While attempting to flee to safety, Evaine is stunned by the feeling of Rhys' death. Accompanied by her nephew, Ansel MacRorie, she travels to Trurill to retrieve her eldest son. However, the Regents' forces have reached the castle first, and Evaine and Ansel discover a scene of barbarous destruction. The castle is burned and nearly all the occupants are dead, including Evaine's son. The deaths of her husband and her son send Evaine into premature labor and she soon gives birth to her second daughter, Jerusha. Nonetheless, Evaine and Ansel manage to evade pursuit and reach safety.

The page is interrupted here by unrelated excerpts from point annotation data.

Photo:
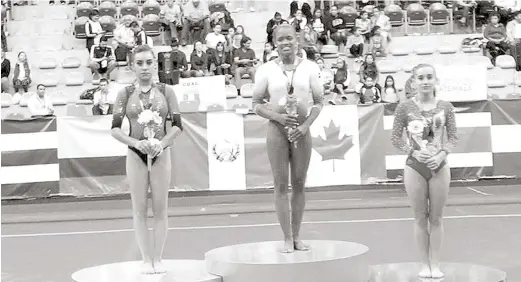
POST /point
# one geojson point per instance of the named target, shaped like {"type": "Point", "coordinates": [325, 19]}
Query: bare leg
{"type": "Point", "coordinates": [137, 175]}
{"type": "Point", "coordinates": [438, 194]}
{"type": "Point", "coordinates": [300, 158]}
{"type": "Point", "coordinates": [278, 154]}
{"type": "Point", "coordinates": [417, 188]}
{"type": "Point", "coordinates": [160, 184]}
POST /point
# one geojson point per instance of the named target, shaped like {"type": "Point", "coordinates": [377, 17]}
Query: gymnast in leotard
{"type": "Point", "coordinates": [288, 74]}
{"type": "Point", "coordinates": [131, 101]}
{"type": "Point", "coordinates": [431, 134]}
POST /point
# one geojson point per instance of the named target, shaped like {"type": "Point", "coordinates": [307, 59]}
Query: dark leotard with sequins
{"type": "Point", "coordinates": [128, 104]}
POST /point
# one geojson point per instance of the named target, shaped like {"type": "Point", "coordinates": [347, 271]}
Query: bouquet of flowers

Shortly after the beginning of the new year, Camber and Jebediah travel to rendezvous with Evaine, Ansel, and Joram. Despite their attempts to remain incognito, they are recognized by several of the Regents' men, who soon attempt to capture the pair. Camber and Jebediah are sorely wounded in the fight, and Jebediah quickly succumbs to his injuries. As he lies bleeding in the snow, Camber ponders his past and his powers, remembering a dangerous spell that may enable him to elude death once again. Weakened and dying, he decides to cast one final spell. Later, as Evaine and Joram gaze the body of their father, they notice the odd shape of his hands, and they wonder aloud if there might still be a way for Camber MacRorie to live.

Characters in Camber the Heretic[edit]

Awards and nominations[edit]

In 1982, Camber the Heretic was ranked 6th in an annual poll of fantasy novels by Locus magazine readers, placing it between Robert Stallman's The Captive and F. Paul Wilson's The Keep. The poll was won by Gene Wolfe's The Claw of the Conciliator. At the time, it was the highest ranking for a Deryni novel in the annual poll, though Kurtz' The King's Justice would later rank sixth in the 1986 poll.

At Fool*Con V, a science fiction and fantasy convention held in Kansas City in April 1982, the fans selected Camber the Heretic as the winner of the coveted Balrog Award for fantasy novels. The other finalists for the award were Piers Anthony's Centaur Island, Stephen King's Cujo, F. Paul Wilson's The Keep, and John Crowley's Little, Big.